Y es que además de los personajes protagonistas citados, en La jauría humana se dan cita innumerables personajes secundarios que juntos componen esa comunidad infectada de prejuicios clasistas y raciales, represión sexual, fanatismo religioso, rencor, intolerancia… ingredientes todos ellos ideales para generar esa violencia salvaje de la que hablábamos al inicio de estas líneas.

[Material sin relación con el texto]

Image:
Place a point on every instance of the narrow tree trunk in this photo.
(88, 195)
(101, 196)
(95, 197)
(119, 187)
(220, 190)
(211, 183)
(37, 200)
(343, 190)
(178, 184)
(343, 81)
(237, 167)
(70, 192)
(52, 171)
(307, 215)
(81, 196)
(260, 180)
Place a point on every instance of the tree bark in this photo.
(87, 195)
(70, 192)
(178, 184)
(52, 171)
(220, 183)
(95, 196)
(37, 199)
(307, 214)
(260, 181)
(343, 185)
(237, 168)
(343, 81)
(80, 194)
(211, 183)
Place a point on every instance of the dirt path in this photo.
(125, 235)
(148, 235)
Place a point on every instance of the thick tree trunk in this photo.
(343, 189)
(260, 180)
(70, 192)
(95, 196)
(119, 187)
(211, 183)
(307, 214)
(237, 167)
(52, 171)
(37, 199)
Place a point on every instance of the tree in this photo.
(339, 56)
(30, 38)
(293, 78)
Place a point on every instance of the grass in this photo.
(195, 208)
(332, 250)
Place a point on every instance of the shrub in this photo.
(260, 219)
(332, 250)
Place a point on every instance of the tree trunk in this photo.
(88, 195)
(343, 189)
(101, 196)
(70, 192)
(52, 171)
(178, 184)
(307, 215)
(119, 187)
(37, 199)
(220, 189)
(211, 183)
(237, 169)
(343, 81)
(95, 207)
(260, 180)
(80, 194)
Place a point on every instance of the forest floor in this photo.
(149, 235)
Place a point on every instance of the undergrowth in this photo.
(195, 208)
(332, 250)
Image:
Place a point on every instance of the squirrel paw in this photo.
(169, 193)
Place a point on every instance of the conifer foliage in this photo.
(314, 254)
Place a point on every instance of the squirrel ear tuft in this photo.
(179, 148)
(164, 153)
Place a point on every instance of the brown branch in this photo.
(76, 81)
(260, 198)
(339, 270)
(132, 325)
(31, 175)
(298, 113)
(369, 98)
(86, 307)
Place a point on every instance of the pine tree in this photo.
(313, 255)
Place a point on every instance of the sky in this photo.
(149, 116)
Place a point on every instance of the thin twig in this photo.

Y Penn trata todo esto con una equilibrada mezcla entre clasicismo en la forma cinematográfica y la audacia temática (presente en el guion de Hellman). No olvidemos que estamos en 1966 y aunque el racismo ya había sido tratado de forma abierta en algunas (pocas) producciones de Hollywood como Fugitivos (Stanley Kramer, 1958), temas como el deseo sexual, las infidelidades o la violencia colectiva eran evitados o tratados de forma tímida y velada. Aquí, los diálogos de Hellman son crudos y aunque algunos personajes son excesivamente arquetípicos (la rubia tonta de la fiesta, la beata que va rezando por las esquinas) y algunos dobles sentidos hoy nos harían sonrojar (la analogía entre tener pistola y el pene, por ejemplo) en su momento podían calificarse de atrevidos. La película en su conjunto se adelanta unos años a la corriente de realismo crítico que haría fortuna en Hollywood en los setenta.

La fotografía, a cargo de Joseph LaShelle y la partitura de John Barry completan el empaque formal de una película que, en su momento, fue un absoluto fracaso de taquilla a pesar de su reparto estelar, mayoritariamente vapuleada por la crítica y ninguneada por los premios cinematográficos incluyendo los Óscar que no le concedieron ninguna nominación. Con el tiempo, la película ha ganado reconocimiento y, a menudo, se la incluye en la programación de grandes festivales, ya sea en ciclos de la filmografía de Arthur Penn, de cualquiera de sus estrellas o, como es el caso de la presente edición del Festival de San Sebastián, en retrospectivas de su guionista Lillian Hellman.